Müslüman Kardeşler sorunu

Mısır’da 2013’te askeri bir darbe ile Müslüman Kardeşlerin iktidardan indirilmesinden beri Türkiye’nin Mısır’la gerilimli bir ilişkisinin olduğu biliniyor. Bölgeye ABD’nin yanı sıra bölgesel güçlerin müdahale girişimlerini içeren 2011 sözde Arap Baharı eylemleri Mısır’da AKP’yle ilişkisi olan Müslüman Kardeşleri iktidara taşımıştı. AKP, Mısır’da gelişmelerin istediği rotadan çıkması üzerine darbe lideri Sisi iktidarı karşısındaki Müslüman Kardeşler mensuplarına ev sahipliği yapmaya başlamıştı. 2013 yılından itibaren iki ülke arasındaki ilişkiler elçilik seviyesinden maslahatgüzarlık seviyesine indirilmişti. Şimdiki görüşmelerde elçilikleri yeniden açılması konusunda karşılıklı nabız yoklanacak ancak bunun için bazı düğümlerin çözülmesi gerekiyor.

Bölgesel nüfuz rekabeti

AKP, Mısır’ın iç dengelerine dönük siyasi hesapların ötesinde bölgesel nüfuz konularında Mısır’la çatışma yaşıyordu. Doğu Akdeniz’de doğal gaz arama işinde ülkeler arası münhasır ekonomik bölge rekabeti devreye girmişti. Libya iç savaşında Türkiye’nin desteklediği Trablus hükümetiyle yaptığı münhasır ekonomik bölge anlaşması, Yunanistan ve Kıbrıs Cumhuriyeti’nin yanı sıra Mısır’la ilişkileri germişti. Doğu Akdeniz’e kıyısı olan Türkiye hariç neredeyse tüm ülkeleri kapsayan East Med Forumu karşısında Türkiye yalnızlaşmış durumdaydı. Mısır’ın Kıbrıs Cumhuriyeti’yle ve Yunanistan’la savunma anlaşmaları yaparak ilişkilerini stratejik bir düzeye yükseltmesi de AKP dış politikasını sıkıştırmıştı.

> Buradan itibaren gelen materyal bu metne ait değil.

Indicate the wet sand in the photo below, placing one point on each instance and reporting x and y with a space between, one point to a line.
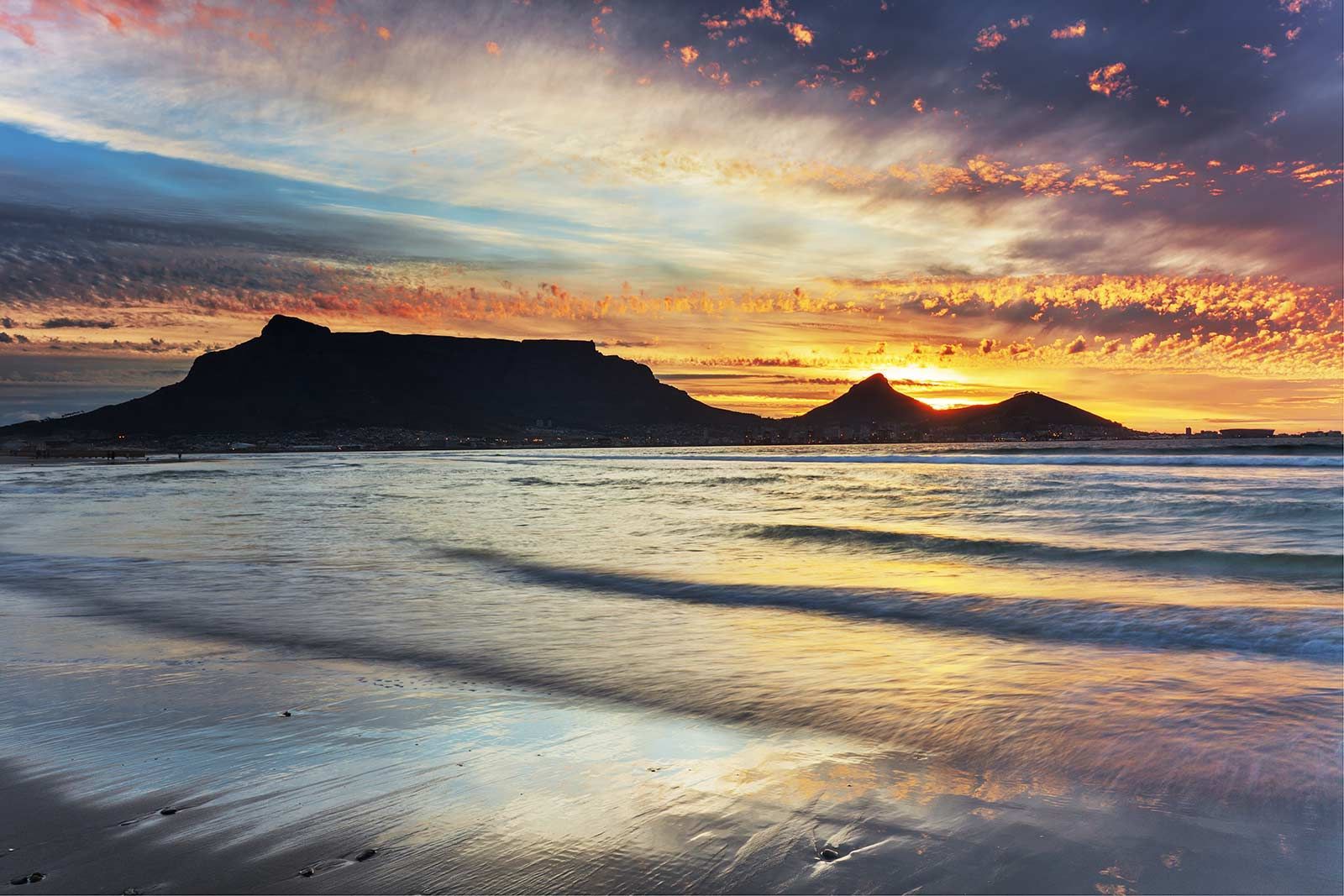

Libya’da iç savaşını sonlandıran çözüm süreci üzerine iki karşıt tarafa hamilik yapan Türkiye ile Mısır arasında örtük bir diyalog başladı ve diyalog dış işleri bakanlıkları düzeyinde görüşmelere evrildi. Diyalogda, özellikle bölgede Müslüman Kardeşlerin başka sahalarda da geri çekilmesi göz önüne alındığında AKP’nin bu harekete dayalı bölgesel siyasi nüfuz çabalarından vaz mı geçtiği, bunun karşılığında da Doğu Akdeniz gaz pastasından daha fazla pay kapmak için restleşmeyi bırakıp uzlaşmacı bir yönelime mi girdiği sorgulanmaya başladı.

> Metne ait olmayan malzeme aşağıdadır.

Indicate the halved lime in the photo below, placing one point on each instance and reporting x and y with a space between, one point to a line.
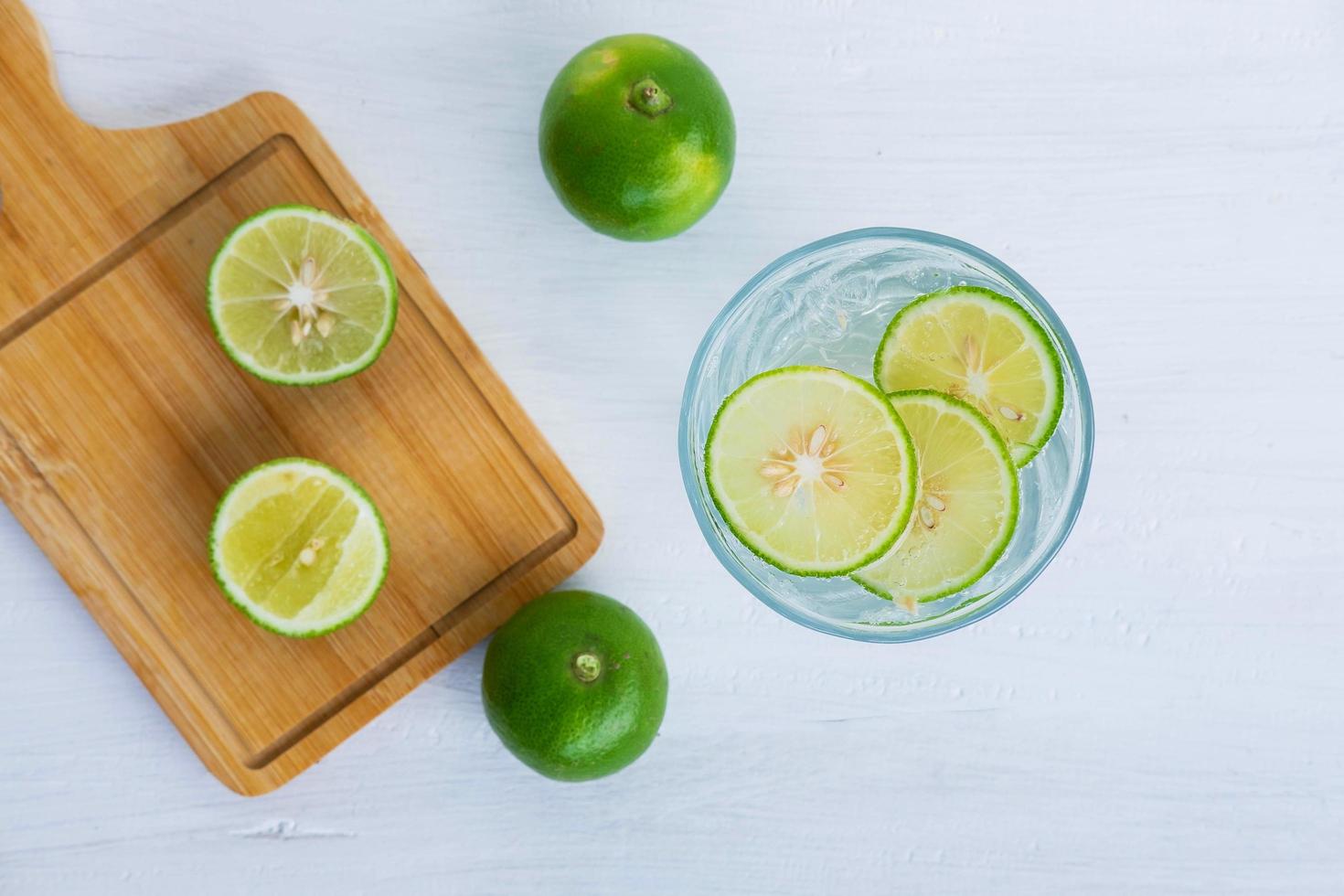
299 547
811 469
966 507
984 348
302 297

Ne var ki, Türkiye'deki hükümetin yalnızca ekonomik güdülerle hareket ettiğini veya siyasal yatırımlarını Müslüman Kardeşlere endeksli yaptığını söylemek doğru olmaz. Sınır ötesi nüfuz ağlarını korurken bunun doğurduğu bölgesel gerilimleri ekonomik pazarlıklarda kullanma tarzı bilinen AKP’nin hiçbir hamlesi onu dış politikada mutlak bir başarı veya başarısızlığa götürmüyor. İsrail’le yıllardır sürdürdüğü ilişki bunun bir göstergesi. Mısır’la yaşanan gerilimde de ana muhalefetin AKP’yi Sisi yönetimiyle görüşmeye zorlamasının en fazla bir “akıl hocalığı” etkisi olduğu söylenebilir. O yüzden bölgede siyasal İslam karşıtı ve Amerikancı yönüyle Sisi ile açık restleşmeden Erdoğan’ın çark etmesine bir siyasi taviz veya ekonomik hamle olarak büyük anlamlar yüklememek gerekiyor. Daha ziyade bunu zorlayan koşullara bakmakta fayda var.

ABD'nin isteği

Bir kere ABD’nin bölgede daha uyumlu müttefikler aradığı görülüyor. Libya iç savaşında Müslüman Kardeşler bağlantısı bilinen Trablus hükümetine karşı Ulusal Mutabakat Hükümeti (UMH), Rusya ile Mısır’ı aynı safta buluşturmuştu. Ancak Rusya’nın Doğu Akdeniz’de stratejik bir konum ve gaz piyasasında bir pay kapmasını önlemek isteyen ABD, Türkiye-Mısır arasında uyuma ihtiyaç duyuyor. Al Araby’nin başvurduğu Mısır kaynakları bunu öne çıkarırken Libya başta olmak üzere bölgesel güç dengelerinde “laik” kanadı destekleyen Fransa’nın benzer nedenlerle uzlaşı beklentisi içinde olduğunu vurguluyorlar. Keza UMH hükümetini destekleyen diğer başlıca Arap devleti olan Birleşik Arap Emirlikleri’yle Türkiye’nin tazelenen diplomasisinin de Mısır’la ikinci tur görüşmeleri teşvik ettiği söyleniyor. Karşılığında ise Tunus’ta Cumhurbaşkanı’nın Müslüman Kardeşlerci En-Nahda’yı köşeye sıkıştıran müdahalesine karşı AKP’nin düşük profilli tepkisi tabloya ekleniyor.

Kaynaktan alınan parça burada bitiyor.